Moda na jedzenie bezglutenowe wciąż ma się dobrze. Jak grzyby po deszczu powstają poradniki i książki kucharskie dotyczące diety bez glutenu, a sklepach półki uginają się od produktów “gluten free”, których cena często kilkakrotnie przewyższa tę, która dotyczy tradycyjnych, glutenowych produktów. Dlaczego nagle gluten jest “passe”?
Co to jest gluten?
Gluten to mieszanina białek roślinnych, które występują w ziarnach niektórych zbóż, np. pszenicy, żyta i jęczmienia.

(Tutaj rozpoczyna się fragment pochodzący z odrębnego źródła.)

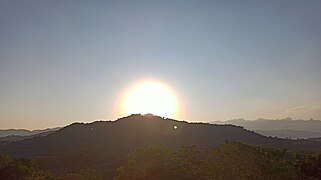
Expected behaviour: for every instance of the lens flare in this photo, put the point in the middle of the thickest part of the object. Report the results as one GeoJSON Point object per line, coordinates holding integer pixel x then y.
{"type": "Point", "coordinates": [150, 97]}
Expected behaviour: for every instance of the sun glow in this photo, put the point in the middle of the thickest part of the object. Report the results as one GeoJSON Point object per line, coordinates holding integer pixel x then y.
{"type": "Point", "coordinates": [150, 97]}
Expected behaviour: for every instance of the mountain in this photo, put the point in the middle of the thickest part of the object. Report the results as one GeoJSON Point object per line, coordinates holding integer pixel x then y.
{"type": "Point", "coordinates": [104, 144]}
{"type": "Point", "coordinates": [283, 128]}
{"type": "Point", "coordinates": [24, 132]}
{"type": "Point", "coordinates": [11, 138]}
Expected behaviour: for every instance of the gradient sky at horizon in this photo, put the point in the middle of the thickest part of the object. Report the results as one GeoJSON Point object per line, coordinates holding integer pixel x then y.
{"type": "Point", "coordinates": [66, 61]}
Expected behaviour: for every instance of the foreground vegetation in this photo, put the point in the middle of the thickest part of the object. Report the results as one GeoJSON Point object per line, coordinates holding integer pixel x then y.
{"type": "Point", "coordinates": [231, 160]}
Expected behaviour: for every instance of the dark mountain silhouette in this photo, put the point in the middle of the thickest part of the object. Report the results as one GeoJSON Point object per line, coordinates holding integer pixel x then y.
{"type": "Point", "coordinates": [107, 143]}
{"type": "Point", "coordinates": [24, 132]}
{"type": "Point", "coordinates": [283, 128]}
{"type": "Point", "coordinates": [11, 138]}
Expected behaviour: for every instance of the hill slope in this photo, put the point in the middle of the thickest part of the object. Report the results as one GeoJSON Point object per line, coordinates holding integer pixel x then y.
{"type": "Point", "coordinates": [24, 132]}
{"type": "Point", "coordinates": [95, 144]}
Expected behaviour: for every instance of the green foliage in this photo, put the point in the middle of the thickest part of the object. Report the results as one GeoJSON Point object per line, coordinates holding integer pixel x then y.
{"type": "Point", "coordinates": [16, 169]}
{"type": "Point", "coordinates": [309, 165]}
{"type": "Point", "coordinates": [231, 160]}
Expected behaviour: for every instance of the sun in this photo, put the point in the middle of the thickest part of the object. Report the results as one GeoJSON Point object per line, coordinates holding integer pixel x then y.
{"type": "Point", "coordinates": [150, 97]}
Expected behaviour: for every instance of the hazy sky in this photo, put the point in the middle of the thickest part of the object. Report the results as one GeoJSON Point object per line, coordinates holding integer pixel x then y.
{"type": "Point", "coordinates": [63, 61]}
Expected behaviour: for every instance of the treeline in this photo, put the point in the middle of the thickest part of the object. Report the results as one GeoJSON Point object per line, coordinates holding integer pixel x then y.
{"type": "Point", "coordinates": [230, 160]}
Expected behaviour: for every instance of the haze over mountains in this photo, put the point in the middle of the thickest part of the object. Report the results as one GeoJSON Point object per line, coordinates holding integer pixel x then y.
{"type": "Point", "coordinates": [107, 143]}
{"type": "Point", "coordinates": [283, 128]}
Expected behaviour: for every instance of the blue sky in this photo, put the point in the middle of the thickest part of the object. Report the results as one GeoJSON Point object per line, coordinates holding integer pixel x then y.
{"type": "Point", "coordinates": [65, 61]}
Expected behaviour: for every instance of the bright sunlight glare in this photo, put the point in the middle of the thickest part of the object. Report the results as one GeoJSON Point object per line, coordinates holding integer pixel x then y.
{"type": "Point", "coordinates": [150, 97]}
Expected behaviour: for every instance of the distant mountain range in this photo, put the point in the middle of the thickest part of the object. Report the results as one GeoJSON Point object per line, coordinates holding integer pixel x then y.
{"type": "Point", "coordinates": [107, 143]}
{"type": "Point", "coordinates": [283, 128]}
{"type": "Point", "coordinates": [10, 135]}
{"type": "Point", "coordinates": [24, 132]}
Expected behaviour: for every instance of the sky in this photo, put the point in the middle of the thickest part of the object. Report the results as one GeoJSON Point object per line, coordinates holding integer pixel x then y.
{"type": "Point", "coordinates": [65, 60]}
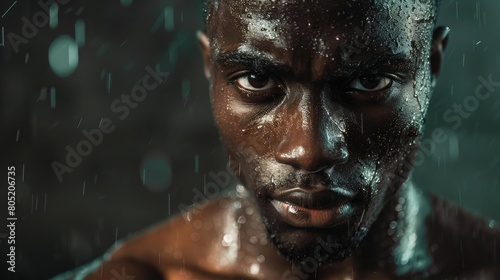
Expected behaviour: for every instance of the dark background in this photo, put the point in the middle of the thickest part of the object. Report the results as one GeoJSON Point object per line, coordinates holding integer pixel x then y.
{"type": "Point", "coordinates": [171, 136]}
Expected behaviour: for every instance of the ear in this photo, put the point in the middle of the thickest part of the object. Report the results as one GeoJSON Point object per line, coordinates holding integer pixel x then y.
{"type": "Point", "coordinates": [439, 43]}
{"type": "Point", "coordinates": [205, 50]}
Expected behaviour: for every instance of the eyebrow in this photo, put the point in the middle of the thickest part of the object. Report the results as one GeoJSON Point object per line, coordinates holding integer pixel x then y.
{"type": "Point", "coordinates": [259, 62]}
{"type": "Point", "coordinates": [381, 61]}
{"type": "Point", "coordinates": [265, 63]}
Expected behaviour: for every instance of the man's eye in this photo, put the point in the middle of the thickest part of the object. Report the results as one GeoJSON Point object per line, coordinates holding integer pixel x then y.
{"type": "Point", "coordinates": [370, 83]}
{"type": "Point", "coordinates": [256, 82]}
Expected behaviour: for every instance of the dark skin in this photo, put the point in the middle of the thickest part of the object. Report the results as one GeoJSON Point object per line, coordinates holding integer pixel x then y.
{"type": "Point", "coordinates": [320, 106]}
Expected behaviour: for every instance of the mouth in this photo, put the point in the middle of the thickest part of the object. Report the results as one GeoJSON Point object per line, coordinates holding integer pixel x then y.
{"type": "Point", "coordinates": [319, 209]}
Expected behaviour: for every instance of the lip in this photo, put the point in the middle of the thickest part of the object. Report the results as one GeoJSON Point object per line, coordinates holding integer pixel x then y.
{"type": "Point", "coordinates": [320, 209]}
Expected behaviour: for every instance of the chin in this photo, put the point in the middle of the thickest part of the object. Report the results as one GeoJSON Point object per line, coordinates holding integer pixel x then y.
{"type": "Point", "coordinates": [313, 245]}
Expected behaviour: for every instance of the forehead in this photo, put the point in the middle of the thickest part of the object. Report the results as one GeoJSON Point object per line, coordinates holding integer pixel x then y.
{"type": "Point", "coordinates": [296, 30]}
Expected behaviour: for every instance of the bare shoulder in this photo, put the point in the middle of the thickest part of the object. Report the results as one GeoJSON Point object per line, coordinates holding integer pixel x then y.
{"type": "Point", "coordinates": [463, 243]}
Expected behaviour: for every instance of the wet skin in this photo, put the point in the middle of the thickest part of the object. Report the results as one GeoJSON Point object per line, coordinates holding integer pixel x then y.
{"type": "Point", "coordinates": [320, 105]}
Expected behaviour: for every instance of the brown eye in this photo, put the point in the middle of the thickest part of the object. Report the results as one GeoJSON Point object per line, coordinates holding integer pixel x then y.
{"type": "Point", "coordinates": [370, 83]}
{"type": "Point", "coordinates": [256, 82]}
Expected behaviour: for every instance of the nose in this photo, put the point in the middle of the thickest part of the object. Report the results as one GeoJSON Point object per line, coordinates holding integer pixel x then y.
{"type": "Point", "coordinates": [311, 137]}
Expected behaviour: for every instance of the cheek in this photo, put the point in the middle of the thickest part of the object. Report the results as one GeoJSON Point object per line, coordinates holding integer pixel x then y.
{"type": "Point", "coordinates": [247, 133]}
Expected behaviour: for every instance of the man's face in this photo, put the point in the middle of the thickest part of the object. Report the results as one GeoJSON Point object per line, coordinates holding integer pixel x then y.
{"type": "Point", "coordinates": [320, 105]}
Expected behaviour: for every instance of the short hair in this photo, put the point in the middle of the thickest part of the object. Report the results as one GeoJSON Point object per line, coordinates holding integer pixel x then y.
{"type": "Point", "coordinates": [205, 4]}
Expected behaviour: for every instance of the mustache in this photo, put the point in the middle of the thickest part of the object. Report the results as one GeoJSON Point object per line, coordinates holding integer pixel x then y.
{"type": "Point", "coordinates": [306, 181]}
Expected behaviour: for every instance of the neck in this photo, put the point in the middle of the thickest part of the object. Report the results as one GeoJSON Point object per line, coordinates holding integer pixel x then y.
{"type": "Point", "coordinates": [397, 241]}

Szacuje się, że u 1% populacji pojawia się nietolerancja na gluten, która może mieć bardzo niekorzystny wpływ na samopoczucie. Związana jest z wytwarzaniem przeciwciał i powoduje uszkodzenie jelit. Jednak gluten obwinia się także o bóle brzucha, zaburzenia koncentracji, wysypki, problemy z wagą, depresje. Jak jest faktycznie? Prawda może leżeć gdzieś po środku. Ilość potraw, które zawierają wysoko przetworzone zboża wciąż się w naszej diecie zwiększa na niekorzyść warzyw i owoców, a dieta bezglutenowa eliminuje bardzo dużo produktów niezdrowych z diety. Osoba, która zaczyna jeść bezglutenowo nagle ma na talerzu więcej owoców, warzyw, ryb, mięsa, jogurtów, a mniej chleba białego, słodyczy, gotowych dań z mrożonek. I czuje się lepiej.
Gluten dla dziecka
Jednak gluten w diecie niemowląt to osobna sprawa (sprawdź). U niemowlęcia nie można od razu stwierdzić, czy ma celiakię (uczulenie na gluten), czy nie. Dlatego przez kilka pierwszych miesięcy unika się podawania chleba pszennego, biszkoptów czy herbatników, a nawet kaszy manny. Gluten w diecie niemowląt powinien pojawić się powoli, ok. 10 miesiąca życia, a samo dziecko musi być bacznie obserwowane przez kilka dni od pierwszej próby. Jeśli po zjedzeniu produktu z glutenem jest płaczliwe, gorzej śpi, ma biegunkę, to znak, że może być uczulone na pszenicę i inne zboża.